A warming planet should see warmer average temperatures, melting land and sea ice, rising sea levels, and precipitation changes; all of these are currently being observed.

When evaluating the evidence for climate change (e.g., its occurrence, its causes, its effects), it is important to do so scientifically and place a level of certainty on conclusions. The United Nations (UN) and the World Meteorological Organization established the Intergovernmental Panel on Climate Change (IPCC) to do just this in 1988. The IPCC is made up of thousands of scientists from around the world. They evaluate all the climate science that is published through peer review and compile it into a cohesive series of publications that explain what is understood about the current state of the climate; they also make recommendations that may inform government action. The IPCC recognizes five levels of confidence that its conclusions are correct: very low, low, medium, high, and very high. INFOGRAPHIC 21.2

EVIDENCE FOR CLIMATE CHANGE

We know that a variety of factors can alter global temperature, but what is the physical evidence that temperatures have actually increased and that the climate is changing?
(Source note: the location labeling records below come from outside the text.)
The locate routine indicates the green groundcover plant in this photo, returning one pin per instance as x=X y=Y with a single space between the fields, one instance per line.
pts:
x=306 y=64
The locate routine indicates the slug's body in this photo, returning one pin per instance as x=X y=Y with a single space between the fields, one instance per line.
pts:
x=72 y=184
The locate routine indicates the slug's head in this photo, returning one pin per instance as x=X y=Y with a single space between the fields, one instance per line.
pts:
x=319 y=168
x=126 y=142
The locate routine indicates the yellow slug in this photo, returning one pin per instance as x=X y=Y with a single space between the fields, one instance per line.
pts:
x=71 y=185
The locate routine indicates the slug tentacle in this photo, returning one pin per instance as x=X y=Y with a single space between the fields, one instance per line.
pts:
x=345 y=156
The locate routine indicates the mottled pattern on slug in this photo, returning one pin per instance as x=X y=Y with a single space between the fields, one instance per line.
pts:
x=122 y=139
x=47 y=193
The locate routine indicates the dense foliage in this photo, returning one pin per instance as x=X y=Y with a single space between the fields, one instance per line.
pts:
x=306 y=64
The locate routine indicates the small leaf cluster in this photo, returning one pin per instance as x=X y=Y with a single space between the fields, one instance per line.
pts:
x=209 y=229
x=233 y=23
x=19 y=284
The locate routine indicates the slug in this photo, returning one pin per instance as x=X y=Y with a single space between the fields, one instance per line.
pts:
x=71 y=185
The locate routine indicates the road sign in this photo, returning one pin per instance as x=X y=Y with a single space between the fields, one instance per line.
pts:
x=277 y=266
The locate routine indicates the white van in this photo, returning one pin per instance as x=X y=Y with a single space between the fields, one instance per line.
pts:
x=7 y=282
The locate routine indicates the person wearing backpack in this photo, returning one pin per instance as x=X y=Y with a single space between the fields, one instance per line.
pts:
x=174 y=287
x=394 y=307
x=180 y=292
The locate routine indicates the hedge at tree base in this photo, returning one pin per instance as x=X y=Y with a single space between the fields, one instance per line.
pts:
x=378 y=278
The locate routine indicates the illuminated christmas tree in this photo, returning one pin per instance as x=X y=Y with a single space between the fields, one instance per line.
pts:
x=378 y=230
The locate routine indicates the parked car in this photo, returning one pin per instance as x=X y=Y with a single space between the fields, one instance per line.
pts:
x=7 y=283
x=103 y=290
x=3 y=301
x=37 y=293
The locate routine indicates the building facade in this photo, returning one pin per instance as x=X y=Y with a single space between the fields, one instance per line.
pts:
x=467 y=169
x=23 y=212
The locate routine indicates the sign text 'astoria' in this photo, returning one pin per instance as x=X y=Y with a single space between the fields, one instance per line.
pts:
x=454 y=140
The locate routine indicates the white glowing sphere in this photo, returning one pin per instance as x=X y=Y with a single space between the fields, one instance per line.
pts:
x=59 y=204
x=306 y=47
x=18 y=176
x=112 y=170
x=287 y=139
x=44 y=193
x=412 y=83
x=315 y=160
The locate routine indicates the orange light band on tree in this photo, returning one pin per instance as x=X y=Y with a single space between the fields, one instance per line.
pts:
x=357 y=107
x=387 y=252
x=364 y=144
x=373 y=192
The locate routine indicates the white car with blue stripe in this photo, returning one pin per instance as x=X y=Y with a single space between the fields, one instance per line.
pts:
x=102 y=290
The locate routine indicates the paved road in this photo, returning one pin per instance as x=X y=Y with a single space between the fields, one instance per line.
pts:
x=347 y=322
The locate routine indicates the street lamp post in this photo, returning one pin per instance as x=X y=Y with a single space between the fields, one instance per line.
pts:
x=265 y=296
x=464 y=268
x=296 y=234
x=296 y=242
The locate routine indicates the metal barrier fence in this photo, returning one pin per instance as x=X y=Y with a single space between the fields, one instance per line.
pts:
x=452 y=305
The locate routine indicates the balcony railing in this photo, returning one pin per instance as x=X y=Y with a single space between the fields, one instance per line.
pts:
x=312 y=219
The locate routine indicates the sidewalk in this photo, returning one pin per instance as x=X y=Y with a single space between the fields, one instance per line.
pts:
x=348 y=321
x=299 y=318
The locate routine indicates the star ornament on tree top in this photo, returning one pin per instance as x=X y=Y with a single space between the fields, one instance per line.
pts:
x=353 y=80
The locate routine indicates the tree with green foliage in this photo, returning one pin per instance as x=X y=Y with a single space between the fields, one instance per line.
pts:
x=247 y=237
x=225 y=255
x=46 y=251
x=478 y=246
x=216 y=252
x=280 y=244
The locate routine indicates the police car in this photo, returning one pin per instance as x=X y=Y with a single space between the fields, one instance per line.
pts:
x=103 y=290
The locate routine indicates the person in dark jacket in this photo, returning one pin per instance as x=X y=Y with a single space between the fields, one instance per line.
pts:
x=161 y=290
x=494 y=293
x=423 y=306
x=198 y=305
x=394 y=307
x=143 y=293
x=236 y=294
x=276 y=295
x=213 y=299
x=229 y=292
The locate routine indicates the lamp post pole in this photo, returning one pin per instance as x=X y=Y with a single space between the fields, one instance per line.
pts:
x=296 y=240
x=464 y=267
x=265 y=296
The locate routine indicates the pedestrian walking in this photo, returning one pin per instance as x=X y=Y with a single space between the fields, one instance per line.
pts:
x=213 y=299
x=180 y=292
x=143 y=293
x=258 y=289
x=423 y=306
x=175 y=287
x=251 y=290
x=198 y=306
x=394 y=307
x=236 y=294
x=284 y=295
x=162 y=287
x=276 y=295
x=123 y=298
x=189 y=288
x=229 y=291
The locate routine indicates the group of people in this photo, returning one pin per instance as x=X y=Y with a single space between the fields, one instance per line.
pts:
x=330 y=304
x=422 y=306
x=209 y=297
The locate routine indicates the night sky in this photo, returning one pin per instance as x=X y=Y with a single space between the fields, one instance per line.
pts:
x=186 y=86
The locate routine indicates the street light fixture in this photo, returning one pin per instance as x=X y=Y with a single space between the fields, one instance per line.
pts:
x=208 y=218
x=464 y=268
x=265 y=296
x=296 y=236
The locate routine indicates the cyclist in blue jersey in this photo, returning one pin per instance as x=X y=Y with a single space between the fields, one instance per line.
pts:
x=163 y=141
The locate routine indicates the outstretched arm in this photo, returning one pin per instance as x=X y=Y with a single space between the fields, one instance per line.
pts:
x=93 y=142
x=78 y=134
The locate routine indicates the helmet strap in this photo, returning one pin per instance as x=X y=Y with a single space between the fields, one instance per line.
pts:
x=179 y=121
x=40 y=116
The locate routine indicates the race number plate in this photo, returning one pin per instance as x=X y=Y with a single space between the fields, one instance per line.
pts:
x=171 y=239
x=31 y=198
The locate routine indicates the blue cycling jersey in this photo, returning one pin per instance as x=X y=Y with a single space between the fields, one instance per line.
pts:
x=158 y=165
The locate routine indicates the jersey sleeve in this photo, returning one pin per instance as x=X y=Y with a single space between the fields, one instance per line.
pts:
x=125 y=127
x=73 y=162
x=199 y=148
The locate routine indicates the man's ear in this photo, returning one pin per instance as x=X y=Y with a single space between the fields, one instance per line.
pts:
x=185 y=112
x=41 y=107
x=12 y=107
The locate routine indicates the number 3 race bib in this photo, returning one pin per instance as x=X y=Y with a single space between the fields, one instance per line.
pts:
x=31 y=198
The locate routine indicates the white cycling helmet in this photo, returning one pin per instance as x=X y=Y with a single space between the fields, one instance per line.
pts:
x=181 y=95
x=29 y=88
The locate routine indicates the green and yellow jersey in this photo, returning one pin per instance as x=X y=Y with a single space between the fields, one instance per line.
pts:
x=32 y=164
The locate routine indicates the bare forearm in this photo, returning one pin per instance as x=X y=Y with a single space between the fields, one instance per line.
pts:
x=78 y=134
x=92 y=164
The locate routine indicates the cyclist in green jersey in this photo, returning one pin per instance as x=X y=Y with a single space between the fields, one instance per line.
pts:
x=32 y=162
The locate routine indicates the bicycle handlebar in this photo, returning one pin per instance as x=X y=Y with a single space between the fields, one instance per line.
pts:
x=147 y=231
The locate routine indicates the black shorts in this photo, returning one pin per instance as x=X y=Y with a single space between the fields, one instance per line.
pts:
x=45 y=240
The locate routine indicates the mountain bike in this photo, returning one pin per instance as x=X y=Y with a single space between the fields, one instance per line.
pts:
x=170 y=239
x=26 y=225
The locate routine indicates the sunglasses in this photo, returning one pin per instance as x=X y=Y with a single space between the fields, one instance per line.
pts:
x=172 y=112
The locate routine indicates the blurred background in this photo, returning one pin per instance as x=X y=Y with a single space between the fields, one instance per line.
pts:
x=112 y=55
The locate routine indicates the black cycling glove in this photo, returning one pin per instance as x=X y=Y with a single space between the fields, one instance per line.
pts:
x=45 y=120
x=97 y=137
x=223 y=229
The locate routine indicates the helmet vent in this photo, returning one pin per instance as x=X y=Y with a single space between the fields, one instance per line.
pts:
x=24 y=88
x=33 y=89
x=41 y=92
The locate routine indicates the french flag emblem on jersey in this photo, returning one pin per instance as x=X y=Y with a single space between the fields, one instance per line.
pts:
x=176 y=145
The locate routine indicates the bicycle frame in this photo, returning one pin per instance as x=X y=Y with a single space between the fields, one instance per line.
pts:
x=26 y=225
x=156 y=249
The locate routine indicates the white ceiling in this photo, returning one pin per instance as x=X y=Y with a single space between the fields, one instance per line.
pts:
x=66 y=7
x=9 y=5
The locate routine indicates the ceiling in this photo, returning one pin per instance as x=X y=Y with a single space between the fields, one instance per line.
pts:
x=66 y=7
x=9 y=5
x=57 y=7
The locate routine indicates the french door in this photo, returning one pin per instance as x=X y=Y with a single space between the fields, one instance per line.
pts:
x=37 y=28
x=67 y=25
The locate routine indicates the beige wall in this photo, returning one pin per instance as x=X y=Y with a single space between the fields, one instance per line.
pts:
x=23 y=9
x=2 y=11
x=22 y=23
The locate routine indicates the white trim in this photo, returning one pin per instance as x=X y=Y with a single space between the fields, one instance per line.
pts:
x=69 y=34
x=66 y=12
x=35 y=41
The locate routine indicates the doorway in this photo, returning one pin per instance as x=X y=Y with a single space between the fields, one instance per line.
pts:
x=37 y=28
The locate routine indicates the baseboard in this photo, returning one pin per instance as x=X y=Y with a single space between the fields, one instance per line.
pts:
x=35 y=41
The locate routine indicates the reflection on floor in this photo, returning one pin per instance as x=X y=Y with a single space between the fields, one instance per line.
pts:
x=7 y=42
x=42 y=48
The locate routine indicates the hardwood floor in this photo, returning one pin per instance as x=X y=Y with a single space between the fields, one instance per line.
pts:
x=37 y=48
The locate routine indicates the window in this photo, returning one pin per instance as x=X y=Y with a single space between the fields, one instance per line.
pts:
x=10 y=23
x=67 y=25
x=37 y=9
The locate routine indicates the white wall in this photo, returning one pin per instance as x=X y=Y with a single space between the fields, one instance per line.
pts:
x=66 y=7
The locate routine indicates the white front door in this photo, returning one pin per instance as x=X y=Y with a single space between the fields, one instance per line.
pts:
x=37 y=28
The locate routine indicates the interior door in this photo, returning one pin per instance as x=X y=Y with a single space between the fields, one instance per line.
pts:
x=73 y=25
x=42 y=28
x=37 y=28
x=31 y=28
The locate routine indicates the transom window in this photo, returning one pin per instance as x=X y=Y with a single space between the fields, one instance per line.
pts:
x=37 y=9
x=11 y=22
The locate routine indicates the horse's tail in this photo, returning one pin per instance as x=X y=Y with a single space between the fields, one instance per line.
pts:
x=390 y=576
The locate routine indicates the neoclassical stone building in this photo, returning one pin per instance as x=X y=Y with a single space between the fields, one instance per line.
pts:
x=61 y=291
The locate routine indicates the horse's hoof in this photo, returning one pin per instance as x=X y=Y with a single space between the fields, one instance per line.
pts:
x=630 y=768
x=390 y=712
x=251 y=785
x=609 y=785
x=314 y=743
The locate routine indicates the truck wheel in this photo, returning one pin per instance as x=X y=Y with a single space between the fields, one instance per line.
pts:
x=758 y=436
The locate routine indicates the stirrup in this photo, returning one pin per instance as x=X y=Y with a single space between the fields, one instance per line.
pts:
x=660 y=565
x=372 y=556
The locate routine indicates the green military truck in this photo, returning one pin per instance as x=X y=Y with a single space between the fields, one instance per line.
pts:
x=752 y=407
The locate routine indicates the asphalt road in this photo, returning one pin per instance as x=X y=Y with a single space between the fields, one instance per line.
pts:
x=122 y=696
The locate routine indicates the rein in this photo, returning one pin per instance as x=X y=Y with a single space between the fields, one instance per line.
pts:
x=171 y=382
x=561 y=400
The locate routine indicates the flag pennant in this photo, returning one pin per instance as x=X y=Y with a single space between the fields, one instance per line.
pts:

In other words, what do we predict we would see if warming were occurring, and what do we actually see when we test those predictions?

Why is it important to look at multiple lines of evidence that climate is changing rather than just evaluate global temperatures?

Multiple lines of evidence that all point to the same conclusion strengthen the conclusion that climate is indeed changing. Simply monitoring temperature would only tell us whether temperatures are changing, not whether this was actually affecting other aspects of climate (i.e. precipitation and storms) or ecosystems (i.e. ice melt and sea level rise).

Intergovernmental Panel on Climate Change (IPCC)

An international group of scientists that evaluates scientific studies related to climate change to thoroughly and objectively assess the data.